Economists have criticised the Umbrella for Democratic Change government’s 2026 Budget, warning it lacks credible measures to address rising deficits and debt
GAZETTE REPORTER
The Umbrella for Democratic Change (UDC) government is facing scrutiny after its 2026 Budget failed to convince economists that it has a credible plan to rein in ballooning deficits.
Analysts warn that the budget falls short of matching its bold promises of fiscal discipline with concrete action, exposing Botswana to rising debt risks and long-term economic instability.
ECONOMISTS DELIVER DAMNING VERDICT
In its First Quarter Economic Review (January–March 2026), Econsult Botswana paints a bleak picture of a budget that acknowledges fiscal dangers but avoids the tough decisions needed to correct course.
Expectations had been high when Finance Minister Ndaba Gaolathe presented the budget on February 9, given that the UDC had been in power for over a year. Economists argue that this period should have allowed government to fully grasp the “dire fiscal position” it inherited and implement meaningful reforms.
Instead, the review suggests the government hesitated.

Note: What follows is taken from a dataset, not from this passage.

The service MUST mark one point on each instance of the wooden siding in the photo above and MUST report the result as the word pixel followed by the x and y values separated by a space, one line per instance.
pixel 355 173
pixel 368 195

“Whereas the 2025 Budget was presented very soon after the new UDC government had taken office, this year’s budget came after more than a year in office… to appreciate the consequences of not undertaking necessary fiscal adjustments,” the economists noted.
DEFICIT CONCERNS MOUNT
While the budget speech promises “fiscal consolidation, discipline and the rebuilding of buffers,” Econsult says the numbers tell a different story.
“The budget as presented envisages a continued high level of spending… and a huge budget deficit,” the report states, pointing to expenditure hovering around 35 percent of GDP and a deficit estimated at about 9 percent.
Economists caution that the deficit could be even larger than projected, citing what they describe as “implausibly low” allocations for debt interest payments—raising fears of hidden fiscal pressures.
Revenue projections offer little comfort. Government expects revenues to cover only about 75 percent of spending in 2026/27, leaving a significant financing gap that will likely require increased borrowing.
DEBT PRESSURES AND UNCERTAIN OUTLOOK
Public debt, already on an upward trajectory, is expected to rise sharply, with authorities likely to lift the statutory debt ceiling—an indication, economists say, of the absence of a sustainable fiscal anchor.
The review also casts doubt on government’s medium-term projections. While the Medium-Term Fiscal Framework forecasts a reduced deficit by 2028/29, Econsult warns that such commitments have historically been delayed.
The budget itself acknowledges the severity of the situation, with Minister Gaolathe conceding that Botswana faces a “structurally overstretched fiscal framework,” where spending consistently exceeds realistic revenues.
With a projected deficit of P26.35 billion for 2026/27 largely unfunded, concerns are growing that government lacks a concrete plan to stabilise public finances.
Econsult argues that the challenge is not only economic but political, warning that the Ministry of Finance has “not yet managed to sell the need for fiscal discipline to the rest of Government.”